Вивьен сидела на траве, поджав под себя ноги, и голова Кобыша покоилась у неё на коленях. Он тихо млел от счастья, а заноза, застрявшая в сердце после первых же слов Монаха на вчерашнем сборище, постепенно истаивала и пропадала. За такую женщину Дмитрий готов был идти на смертный бой. С кем? Да с кем угодно! Её ласковые пальчики перебирали отросшие пряди кобышевских волос, а нежный голос звенел где-то в вышине немыслимыми переливами.
— Обиделся, как маленький ребёнок, — певуче засмеялась Вивьен, — и из-за чего? Из-за того, что кто-то оказался способнее. Разве в этом главное? Мы вместе, и нам хорошо. Вот главное. А остальное — просто стремление и развитие. Непрерывный процесс.

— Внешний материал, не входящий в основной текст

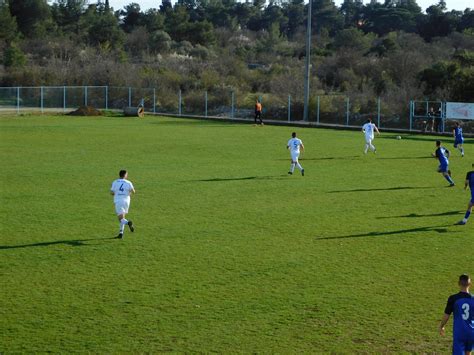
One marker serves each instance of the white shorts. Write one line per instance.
(122, 206)
(295, 156)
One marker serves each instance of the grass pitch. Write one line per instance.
(230, 254)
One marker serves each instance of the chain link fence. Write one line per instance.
(223, 102)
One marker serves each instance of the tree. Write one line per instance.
(153, 20)
(13, 57)
(101, 27)
(67, 13)
(132, 17)
(352, 12)
(438, 22)
(441, 75)
(30, 15)
(294, 10)
(353, 39)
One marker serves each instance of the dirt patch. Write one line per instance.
(85, 111)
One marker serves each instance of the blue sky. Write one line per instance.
(146, 4)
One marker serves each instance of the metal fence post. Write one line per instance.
(317, 112)
(347, 111)
(41, 95)
(378, 112)
(107, 97)
(18, 100)
(232, 110)
(289, 108)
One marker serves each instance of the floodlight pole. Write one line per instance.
(308, 62)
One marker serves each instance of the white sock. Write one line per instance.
(123, 223)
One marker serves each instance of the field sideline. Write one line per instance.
(230, 254)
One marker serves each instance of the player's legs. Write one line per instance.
(468, 212)
(292, 167)
(368, 144)
(443, 169)
(461, 347)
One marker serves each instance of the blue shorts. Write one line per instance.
(461, 346)
(443, 168)
(458, 141)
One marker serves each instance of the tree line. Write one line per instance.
(393, 49)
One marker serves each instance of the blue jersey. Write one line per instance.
(470, 179)
(458, 133)
(461, 305)
(442, 154)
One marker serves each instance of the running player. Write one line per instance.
(469, 182)
(258, 112)
(458, 138)
(369, 129)
(294, 145)
(461, 305)
(121, 190)
(443, 154)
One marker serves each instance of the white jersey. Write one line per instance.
(121, 189)
(294, 145)
(369, 129)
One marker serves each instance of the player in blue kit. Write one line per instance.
(443, 154)
(458, 138)
(461, 305)
(469, 182)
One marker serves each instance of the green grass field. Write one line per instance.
(230, 253)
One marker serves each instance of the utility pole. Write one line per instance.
(308, 63)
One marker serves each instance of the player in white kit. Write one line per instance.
(121, 190)
(294, 145)
(369, 129)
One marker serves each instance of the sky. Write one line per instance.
(460, 5)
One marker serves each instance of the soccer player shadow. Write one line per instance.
(438, 229)
(416, 215)
(72, 243)
(240, 178)
(382, 189)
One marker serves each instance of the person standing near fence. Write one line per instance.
(121, 190)
(369, 129)
(294, 145)
(258, 112)
(458, 138)
(461, 305)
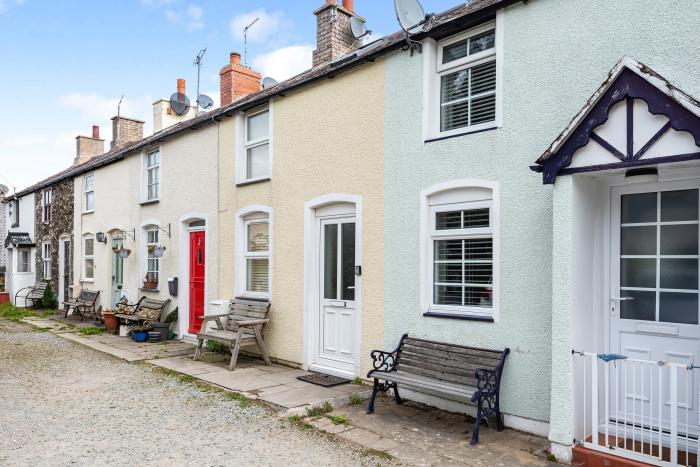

— Да не обиделся я, — попытался возразить Дмитрий. — Понимаешь, мне вдруг стало очень тревожно. Вот дотянусь я до третьего уровня, а ты за это время уйдёшь ещё дальше. И так будет продолжаться всегда. И не хватит у меня никаких внутренних резервов, чтобы тебя догнать. А наши ребятки вообще взлетят в недосягаемые выси. Ещё сегодня они — ученики, а завтра — могут тебя и не заметить на фоне общей картины Мироздания.
— Чушь! — Тараоки внезапно рассердилась, но даже это вышло у неё очень мило и непосредственно. — Не говори глупостей. Ты же сильный мужчина, Дима! Тебе не к лицу рефлексии. В конце концов, у нас впереди бесконечность, и никто не знает, какими мы станем завтра. Ты можешь себя представить мыслящим сгустком энергии? — Она снова засмеялась. — Живи сейчас. Дари мне свою любовь и не заглядывай в бездну. Всему своё время.
— Прости, Ви! — Кобыш ощутил огромное облегчение, повернул голову и зарылся носом в шелковистые складки её платья. — Я действительно перебрал с выводами. Как-то всё время забываю, что тоже теперь вечен. Прости!